4. This reasoning can be applied in this case as follows. The patented invention covered by the Patent Right relates to a composition for treating cancer, comprising a therapeutically effective amount of vascular endothelial growth factor antagonist, and thus it is an invention of a product for which the subject matter is the ingredient of a pharmaceutical product. In the case of an invention of a product for which the subject matter is an ingredient of a pharmaceutical product, the matters to be examined when issuing said two dispositions, which would directly affect the substantial identity of the relevant products as pharmaceutical products, are the ingredients, quantity, dosage, administration, effectiveness, and effect of the pharmaceutical product. In this case, comparing the Disposition and the Prior Disposition that had been issued prior to the Disposition, the dosage and administration of the Prior Pharmaceutical Product are described as "in combination with other anticancer drugs, adults are ordinarily intravenously infused with bevacizumab at a dose of 5 mg/kg (weight) or 10 mg/kg (weight) at administration intervals of at least two weeks," whereas the dosage and administration of the Pharmaceutical Product are described as "in combination with other anticancer drugs, adults are ordinarily intravenously infused with bevacizumab at a dose of 7.5 mg/kg (weight) at administration intervals of at least three weeks." The Prior Disposition did not permit the manufacturing and sale of the Pharmaceutical Product for the purpose of conducting the combination treatment of XELOX treatment and bevacizumab treatment, but the Disposition made it possible to manufacture and sell that product for this purpose for the first time.

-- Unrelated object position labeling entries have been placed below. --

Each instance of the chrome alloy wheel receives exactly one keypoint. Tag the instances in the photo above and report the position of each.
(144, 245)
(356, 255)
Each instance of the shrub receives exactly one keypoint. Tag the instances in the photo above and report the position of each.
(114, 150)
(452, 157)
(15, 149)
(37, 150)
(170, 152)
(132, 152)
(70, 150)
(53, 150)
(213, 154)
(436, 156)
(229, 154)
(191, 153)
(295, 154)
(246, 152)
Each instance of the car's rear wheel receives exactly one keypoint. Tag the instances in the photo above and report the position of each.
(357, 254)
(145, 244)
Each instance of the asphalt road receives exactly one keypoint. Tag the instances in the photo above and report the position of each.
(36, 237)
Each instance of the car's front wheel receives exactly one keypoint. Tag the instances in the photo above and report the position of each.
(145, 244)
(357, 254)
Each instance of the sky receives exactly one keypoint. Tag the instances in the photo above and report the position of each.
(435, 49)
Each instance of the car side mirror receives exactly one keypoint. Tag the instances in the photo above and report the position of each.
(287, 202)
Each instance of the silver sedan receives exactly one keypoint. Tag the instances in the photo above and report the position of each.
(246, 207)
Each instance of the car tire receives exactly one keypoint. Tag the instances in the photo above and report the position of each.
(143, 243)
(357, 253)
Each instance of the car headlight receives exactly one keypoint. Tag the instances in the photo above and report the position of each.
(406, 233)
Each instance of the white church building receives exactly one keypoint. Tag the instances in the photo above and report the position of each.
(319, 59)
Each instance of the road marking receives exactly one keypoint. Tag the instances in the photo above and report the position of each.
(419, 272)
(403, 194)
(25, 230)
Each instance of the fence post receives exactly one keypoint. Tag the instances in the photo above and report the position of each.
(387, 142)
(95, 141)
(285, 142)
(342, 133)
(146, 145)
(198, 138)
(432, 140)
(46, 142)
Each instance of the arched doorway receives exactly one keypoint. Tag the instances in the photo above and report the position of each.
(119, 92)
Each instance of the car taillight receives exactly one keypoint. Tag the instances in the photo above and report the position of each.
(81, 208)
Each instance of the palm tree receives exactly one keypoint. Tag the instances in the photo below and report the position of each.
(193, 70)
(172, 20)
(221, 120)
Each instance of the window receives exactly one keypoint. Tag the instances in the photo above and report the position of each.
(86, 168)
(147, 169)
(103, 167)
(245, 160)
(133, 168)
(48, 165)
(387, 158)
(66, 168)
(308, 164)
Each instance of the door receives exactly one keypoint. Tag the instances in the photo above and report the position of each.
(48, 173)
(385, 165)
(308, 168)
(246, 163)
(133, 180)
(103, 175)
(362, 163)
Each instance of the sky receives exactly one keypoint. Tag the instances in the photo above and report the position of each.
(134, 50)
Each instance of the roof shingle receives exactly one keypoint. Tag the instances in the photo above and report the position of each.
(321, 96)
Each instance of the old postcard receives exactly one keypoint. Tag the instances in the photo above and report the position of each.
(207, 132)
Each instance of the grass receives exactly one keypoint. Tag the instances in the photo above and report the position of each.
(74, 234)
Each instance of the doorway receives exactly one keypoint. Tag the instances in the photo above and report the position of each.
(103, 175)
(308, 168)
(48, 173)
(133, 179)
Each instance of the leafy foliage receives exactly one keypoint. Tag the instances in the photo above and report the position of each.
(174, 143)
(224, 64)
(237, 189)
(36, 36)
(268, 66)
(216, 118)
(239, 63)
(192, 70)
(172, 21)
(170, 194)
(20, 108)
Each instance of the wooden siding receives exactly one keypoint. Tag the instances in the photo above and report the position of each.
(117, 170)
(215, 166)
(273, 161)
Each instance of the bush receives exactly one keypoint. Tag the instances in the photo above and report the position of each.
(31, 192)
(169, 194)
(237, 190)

Given the circumstances mentioned above, in the present case, the scope of the manufacturing and sale of the pharmaceutical product subject to the prior disposition is not deemed to include the manufacturing and sale of the pharmaceutical product subject to the disposition stated as the reason for the application.

5. The court of prior instance determined the JPO Decision to be illegal because the JPO held that the Disposition was not deemed to have been necessary to obtain for the working of the patented invention to which the application for registration of extension with regard to the Patent Right pertains. According to the above, this determination by the court of prior instance can be affirmed as justifiable. The arguments by the representatives designated for final appeal cannot be accepted.

Therefore, the judgment has been rendered in the form of the main text by the unanimous consent of the Justices.